News may be a commodity, but quality isn't.

I'd pay $6.99/month to access all NYTimes content online, if not paying meant not being able to get beyond the first page of any story over 24hrs old.

That said, NPR might be the only brand able to compete for my attention online, if they really put muscle into web content and develop "print" talent to rival the likes of the Times.


Exactly, and there are a good 50-100 thousand of folks like you. Er, maybe total in the world. Now will that pay the infrastructure and salaries of the business like the Times? But that's probably true for only one newspaper, will you also pay $6.99 to the Seattle PI, Dallas News, Minnesota Star Tribune? Perhaps the news industry is at the moment of metamorphosis just before it becomes a beautiful online butterfly, it'll be incredible after the transition but it's very vulnerable in the pupa stage...


Your numbers are a bit off. New York Times circulation:

1,039,031 Daily

1,451,233 Sunday


Don't both of those cost much more than $6.99/mo?


A lot of the value of a newspaper is the physical manifestation of it. If you're in front of a computer there are many other sources that are free, whereas if you have a paper you can easily read it away from a machine, and people understand the costs involved in manufacturing/delivering it.

I think paywalls will exist for content that provides value or that one is assumed to read, but for general news it probably won't work.

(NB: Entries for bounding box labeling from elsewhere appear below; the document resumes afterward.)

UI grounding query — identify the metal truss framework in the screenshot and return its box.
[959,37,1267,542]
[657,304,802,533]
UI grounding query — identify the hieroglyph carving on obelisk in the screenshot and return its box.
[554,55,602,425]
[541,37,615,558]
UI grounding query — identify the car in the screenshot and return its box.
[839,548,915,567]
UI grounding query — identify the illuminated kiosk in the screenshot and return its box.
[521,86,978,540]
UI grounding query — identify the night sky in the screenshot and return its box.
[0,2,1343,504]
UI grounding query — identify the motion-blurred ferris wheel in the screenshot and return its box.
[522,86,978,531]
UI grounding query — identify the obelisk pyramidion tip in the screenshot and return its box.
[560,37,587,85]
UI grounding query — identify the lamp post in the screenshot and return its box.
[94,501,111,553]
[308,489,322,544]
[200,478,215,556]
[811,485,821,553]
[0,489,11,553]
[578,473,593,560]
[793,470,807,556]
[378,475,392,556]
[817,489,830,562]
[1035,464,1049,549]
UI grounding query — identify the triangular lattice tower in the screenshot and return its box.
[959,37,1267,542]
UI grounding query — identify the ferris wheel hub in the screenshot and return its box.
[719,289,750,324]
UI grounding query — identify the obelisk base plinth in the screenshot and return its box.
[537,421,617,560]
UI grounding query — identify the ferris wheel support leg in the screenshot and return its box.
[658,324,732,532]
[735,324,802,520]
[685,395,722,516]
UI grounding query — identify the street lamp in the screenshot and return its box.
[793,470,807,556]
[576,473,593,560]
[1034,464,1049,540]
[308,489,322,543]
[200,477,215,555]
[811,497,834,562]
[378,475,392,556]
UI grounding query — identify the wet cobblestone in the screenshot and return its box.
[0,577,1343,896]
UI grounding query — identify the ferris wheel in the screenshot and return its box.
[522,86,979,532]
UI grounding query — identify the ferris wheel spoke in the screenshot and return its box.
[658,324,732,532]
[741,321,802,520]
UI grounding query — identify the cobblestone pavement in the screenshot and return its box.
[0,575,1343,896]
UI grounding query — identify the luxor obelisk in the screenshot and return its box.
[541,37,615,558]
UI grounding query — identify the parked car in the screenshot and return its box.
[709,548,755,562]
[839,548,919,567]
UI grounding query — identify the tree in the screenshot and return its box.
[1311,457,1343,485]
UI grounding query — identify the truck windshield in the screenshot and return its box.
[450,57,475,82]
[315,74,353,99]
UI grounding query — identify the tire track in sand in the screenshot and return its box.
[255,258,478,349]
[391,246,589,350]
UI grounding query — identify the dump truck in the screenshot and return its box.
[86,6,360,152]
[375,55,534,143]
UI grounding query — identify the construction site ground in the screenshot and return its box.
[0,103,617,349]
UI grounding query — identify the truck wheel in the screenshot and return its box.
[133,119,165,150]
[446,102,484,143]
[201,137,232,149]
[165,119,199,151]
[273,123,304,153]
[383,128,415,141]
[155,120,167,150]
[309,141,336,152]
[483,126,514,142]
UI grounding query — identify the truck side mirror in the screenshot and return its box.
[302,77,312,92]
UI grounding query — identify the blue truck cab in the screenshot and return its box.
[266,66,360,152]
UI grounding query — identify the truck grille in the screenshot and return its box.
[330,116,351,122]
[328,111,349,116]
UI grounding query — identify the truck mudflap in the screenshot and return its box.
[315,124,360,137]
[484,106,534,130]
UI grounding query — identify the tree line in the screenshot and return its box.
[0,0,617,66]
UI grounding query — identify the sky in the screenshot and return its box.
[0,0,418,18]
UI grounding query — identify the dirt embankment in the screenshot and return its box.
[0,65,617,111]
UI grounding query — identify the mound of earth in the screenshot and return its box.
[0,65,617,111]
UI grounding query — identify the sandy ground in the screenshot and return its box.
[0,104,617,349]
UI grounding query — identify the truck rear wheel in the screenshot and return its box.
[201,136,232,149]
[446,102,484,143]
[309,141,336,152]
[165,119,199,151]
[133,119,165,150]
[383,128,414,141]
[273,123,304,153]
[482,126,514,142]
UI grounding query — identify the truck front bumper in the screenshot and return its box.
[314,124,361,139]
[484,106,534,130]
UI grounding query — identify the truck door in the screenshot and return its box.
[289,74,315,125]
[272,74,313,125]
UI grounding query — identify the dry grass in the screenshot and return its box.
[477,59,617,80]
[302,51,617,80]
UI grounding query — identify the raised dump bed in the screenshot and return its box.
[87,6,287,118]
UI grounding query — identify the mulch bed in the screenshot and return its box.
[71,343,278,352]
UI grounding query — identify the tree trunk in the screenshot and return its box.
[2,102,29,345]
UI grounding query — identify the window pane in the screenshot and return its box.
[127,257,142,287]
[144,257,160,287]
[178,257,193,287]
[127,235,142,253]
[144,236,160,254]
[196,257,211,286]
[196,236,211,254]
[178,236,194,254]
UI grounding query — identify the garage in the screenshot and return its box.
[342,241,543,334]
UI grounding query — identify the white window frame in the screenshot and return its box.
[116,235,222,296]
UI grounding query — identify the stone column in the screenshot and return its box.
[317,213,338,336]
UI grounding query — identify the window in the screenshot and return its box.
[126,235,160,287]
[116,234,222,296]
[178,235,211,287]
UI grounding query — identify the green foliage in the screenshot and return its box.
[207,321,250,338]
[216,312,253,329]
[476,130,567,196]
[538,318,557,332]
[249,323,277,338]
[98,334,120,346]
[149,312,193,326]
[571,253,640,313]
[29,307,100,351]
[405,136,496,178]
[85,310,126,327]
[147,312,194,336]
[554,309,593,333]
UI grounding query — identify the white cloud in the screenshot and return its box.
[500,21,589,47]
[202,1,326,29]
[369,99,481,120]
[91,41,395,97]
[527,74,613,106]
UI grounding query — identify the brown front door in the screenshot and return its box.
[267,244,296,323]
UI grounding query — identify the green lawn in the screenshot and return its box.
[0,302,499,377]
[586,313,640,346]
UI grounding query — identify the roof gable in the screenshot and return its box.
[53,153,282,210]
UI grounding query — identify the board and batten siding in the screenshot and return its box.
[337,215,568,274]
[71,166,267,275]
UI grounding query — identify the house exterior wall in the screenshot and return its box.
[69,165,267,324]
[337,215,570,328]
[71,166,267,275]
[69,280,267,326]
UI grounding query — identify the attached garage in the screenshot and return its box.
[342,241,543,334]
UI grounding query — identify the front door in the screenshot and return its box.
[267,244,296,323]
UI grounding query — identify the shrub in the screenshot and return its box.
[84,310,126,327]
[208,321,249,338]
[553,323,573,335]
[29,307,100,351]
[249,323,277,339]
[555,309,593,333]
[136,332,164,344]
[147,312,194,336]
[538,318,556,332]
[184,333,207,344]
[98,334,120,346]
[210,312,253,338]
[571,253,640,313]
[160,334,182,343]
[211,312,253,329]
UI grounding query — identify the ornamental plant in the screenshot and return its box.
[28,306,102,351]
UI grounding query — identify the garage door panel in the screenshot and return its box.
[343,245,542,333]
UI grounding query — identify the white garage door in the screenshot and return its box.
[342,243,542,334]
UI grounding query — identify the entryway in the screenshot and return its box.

"News is a commodity; I'm sorry to say."

But quality, unique content is not...

There are many viable solutions that have yet to be tested & they might not resemble "paywalls."

Media outlets need to understand & appropriately segment their customers i.e. people willing to pay for specific products/services.

Regarding who might pay and how much, if content providers can tease out WTP across their viewer base, they are much more likely to build a paid model that could work.

Finally, what's that ubiquitous phrase..."And from viewers like you"? Oh that's right, NPR is kinda free - it's just that without paying viewers it would cease to exist. Strange how that works...

On a side note: The rest of the article about NPR.org was useful to see how a radio oriented news org is moving content online.


NPR is also gov. and listener supported. Not the same model employed by other news outlets.


I didn't think it was government supported, so I checked - from http://www.npr.org/about/privatesupport.html :

"A very small percentage -- between one percent to two percent of NPR's annual budget -- comes from competitive grants sought by NPR from federally funded organizations, such as the Corporation for Public Broadcasting, National Science Foundation and the National Endowment for the Arts."

So I was wrong. That page also says that NPR's revenue mostly comes from membership dues and fees from stations, sponsorship and retail sales.